Pinus merkusii Jungh. & de Vriese

Pinaceae

Distributed in Sumatera and the Philippines where over-exploitation, habitat degradation and overgrazing has caused fragmentation.

Description

Taxonomic Notes

In this assessment Pinus merkusii is regarded as endemic to Sumatera and the Philippines: populations on the Indochinese mainland are assigned to Pinus latteri Mason. The differences between the two taxa primarily involve a grass-like stage in the mainland subpopulations that is absent in the insular populations.

Distribution

Distributed in Indonesia (Sumatera) and Philippines.
Indonesia: restricted to Sumatera where there are three subpopulations: Aceh, Tapanuli and Kerinici. The largest is in Aceh in the north. In the 1960s it was estimated to cover an area of about 200,000ha: this has since declined due to logging and forest conversion (Hardayanto, 2001, Siregar & Hattemer, 1999). The Tapanuli subpopulation covered about 3500ha in the early 1990s. It too has significantly declined due to logging. The Kerinici subpopulation is estimated to cover less than 500ha. Each subpopulation is now severely fragmented (Hardayanto, 2001). The total current area of occupancy is less than 130,000ha (Siregar & Hattemer, 1999).
Philippines: it is restricted to Paragpagan/Kabilayan Barangay Pinagturilan, Sta. Cruz, Occidental Mindoro and Sta Cruz, Masinloc, Candelaria, Zambales. Both localites are small and degraded (Razal, 2005)

Habitat and Ecology

Pinus merkusii occurs in mountainous regions and forms more or less open pine woods or pine savannas influenced by periodic grass fires. This ecosystem is much influenced by man and may even have been created by people over thousands of years of occupation. In Sumatera, this is the only pine that crosses the equator into the southern hemisphere. The altitude range, 300 - 1300 meters, is from herbarium specimen labels and may be incomplete. It should be considered indicative only.

Human Uses

Merkus pine has been extensively planted throughout Indonesia (where it is only indigenous in northern Sumatera) by the Dutch in colonial times. Indonesian foresters have continued this practice as it is the country's most important producer of pine resin. Young planted trees are better for tapping than 'old growth' trees in natural stands. Indonesia is a major producer of turpentines distilled from this resin. In the Philippines, this species is tapped together with P. kesiya, which is indigenous on these islands, but not in Indonesia. When trees have grown beyond good yield of resin, their wood is harvested for the pulp industry to manufacture paper, a process which allows final extraction of the resin in the wood. If well managed, these plantations are a renewable resource and can assist in the preservation of the natural stands of P. merkusii. The wood of higher grade is also used in house construction, panelling and furniture making.

Conservation Status

Global status and rationale

Vulnerable B2ab(ii,iii,v)

Although the rate of decline past and present is unknown, continued exploitation of natural stands and deforestation in the Philippines and Indonesia are putting this species at risk. It is unknown to what extent natural stands are being replaced by pine plantations, if this occurs even with the same species it cannot substitute for natural pine forest. The extent of occurrence (EOO) is beyond a threatened category mainly due to the disparate distribution. However the area of occupancy is estimated to be less than 2000km². Subpopulations are severely fragemented and there is an ongoing decline due to deforestation and logging.

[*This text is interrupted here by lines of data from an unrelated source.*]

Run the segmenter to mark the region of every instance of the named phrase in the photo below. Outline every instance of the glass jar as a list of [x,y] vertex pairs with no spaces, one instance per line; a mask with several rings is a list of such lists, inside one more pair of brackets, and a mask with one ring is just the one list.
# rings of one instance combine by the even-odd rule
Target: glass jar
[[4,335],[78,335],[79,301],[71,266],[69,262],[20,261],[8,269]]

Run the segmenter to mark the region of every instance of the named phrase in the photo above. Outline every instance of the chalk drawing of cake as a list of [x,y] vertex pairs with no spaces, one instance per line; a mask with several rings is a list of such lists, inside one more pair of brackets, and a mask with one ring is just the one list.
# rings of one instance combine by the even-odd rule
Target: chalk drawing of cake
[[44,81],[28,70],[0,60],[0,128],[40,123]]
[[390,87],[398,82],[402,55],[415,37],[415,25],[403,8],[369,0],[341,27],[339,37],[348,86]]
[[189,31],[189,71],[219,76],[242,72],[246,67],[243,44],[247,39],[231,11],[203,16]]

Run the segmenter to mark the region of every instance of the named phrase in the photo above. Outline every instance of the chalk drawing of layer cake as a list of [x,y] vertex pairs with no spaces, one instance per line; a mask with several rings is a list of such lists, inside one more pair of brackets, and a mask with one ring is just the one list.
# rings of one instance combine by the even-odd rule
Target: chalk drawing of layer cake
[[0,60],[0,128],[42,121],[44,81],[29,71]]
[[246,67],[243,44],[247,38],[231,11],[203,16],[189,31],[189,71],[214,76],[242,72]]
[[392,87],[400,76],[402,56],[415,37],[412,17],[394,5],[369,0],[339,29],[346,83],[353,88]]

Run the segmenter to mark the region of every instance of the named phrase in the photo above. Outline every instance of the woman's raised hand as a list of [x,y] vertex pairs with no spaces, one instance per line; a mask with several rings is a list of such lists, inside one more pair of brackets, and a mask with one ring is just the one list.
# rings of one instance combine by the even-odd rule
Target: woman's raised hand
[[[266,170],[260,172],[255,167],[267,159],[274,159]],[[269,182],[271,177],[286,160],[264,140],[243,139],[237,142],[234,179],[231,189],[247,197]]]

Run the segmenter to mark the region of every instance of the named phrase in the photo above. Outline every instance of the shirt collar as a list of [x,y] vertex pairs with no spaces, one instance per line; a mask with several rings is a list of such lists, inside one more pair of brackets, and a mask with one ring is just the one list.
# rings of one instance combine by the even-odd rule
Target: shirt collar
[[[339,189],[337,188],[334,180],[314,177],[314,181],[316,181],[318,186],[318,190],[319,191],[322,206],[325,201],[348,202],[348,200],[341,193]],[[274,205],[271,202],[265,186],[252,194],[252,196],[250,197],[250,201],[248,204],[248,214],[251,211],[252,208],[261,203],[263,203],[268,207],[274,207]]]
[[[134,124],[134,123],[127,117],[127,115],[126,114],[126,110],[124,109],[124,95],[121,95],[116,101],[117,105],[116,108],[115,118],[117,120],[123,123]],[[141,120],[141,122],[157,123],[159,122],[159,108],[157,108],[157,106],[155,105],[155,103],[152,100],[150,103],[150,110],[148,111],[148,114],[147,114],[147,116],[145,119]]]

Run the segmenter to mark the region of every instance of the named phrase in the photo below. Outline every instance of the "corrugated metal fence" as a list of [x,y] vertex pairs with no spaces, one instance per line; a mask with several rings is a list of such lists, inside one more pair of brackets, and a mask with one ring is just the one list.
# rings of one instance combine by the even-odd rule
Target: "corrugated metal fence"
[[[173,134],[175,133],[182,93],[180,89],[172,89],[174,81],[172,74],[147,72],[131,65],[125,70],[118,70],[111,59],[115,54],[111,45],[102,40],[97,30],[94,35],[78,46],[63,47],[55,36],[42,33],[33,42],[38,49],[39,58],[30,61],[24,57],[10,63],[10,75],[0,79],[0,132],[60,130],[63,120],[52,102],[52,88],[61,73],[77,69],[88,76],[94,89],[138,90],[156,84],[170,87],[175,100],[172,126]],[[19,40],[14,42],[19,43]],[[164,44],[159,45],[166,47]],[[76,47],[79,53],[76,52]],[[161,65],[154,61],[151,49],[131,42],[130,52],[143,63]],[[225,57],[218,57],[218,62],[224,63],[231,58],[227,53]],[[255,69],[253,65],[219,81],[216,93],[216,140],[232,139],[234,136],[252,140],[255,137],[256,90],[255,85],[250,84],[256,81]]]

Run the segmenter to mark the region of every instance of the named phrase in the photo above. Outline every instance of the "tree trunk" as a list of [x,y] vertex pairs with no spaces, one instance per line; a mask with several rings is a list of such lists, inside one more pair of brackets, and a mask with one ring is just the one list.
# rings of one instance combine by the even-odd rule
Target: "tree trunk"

On this basis, Pinus merkusii is assessed as Vulnerable under the B2 criteria.

Global threats

Throughout its range, Pinus merkusii is threatened by over-exploitation, habitat degradation and an increase in the frequency of fires. On Mindoro in the Philippines, mining is an additional threat (Razal, 2005). Around Lake Toba in northern Sumatera historical decline has fragmented the population and exploitation has progressed to the northeast from there. In the Philippines the much smaller populations are now also fragmented.

Conservation Actions

In the Philippines this species is recorded from at least one protected area (Mt Paragpagan Forest Reserve) while in Sumatera it is recorded from several protected areas such as Dolok Saut Nature Reserve and Kerinci National Park. Ex-situ collections have been established that represent the Sumateran provenances.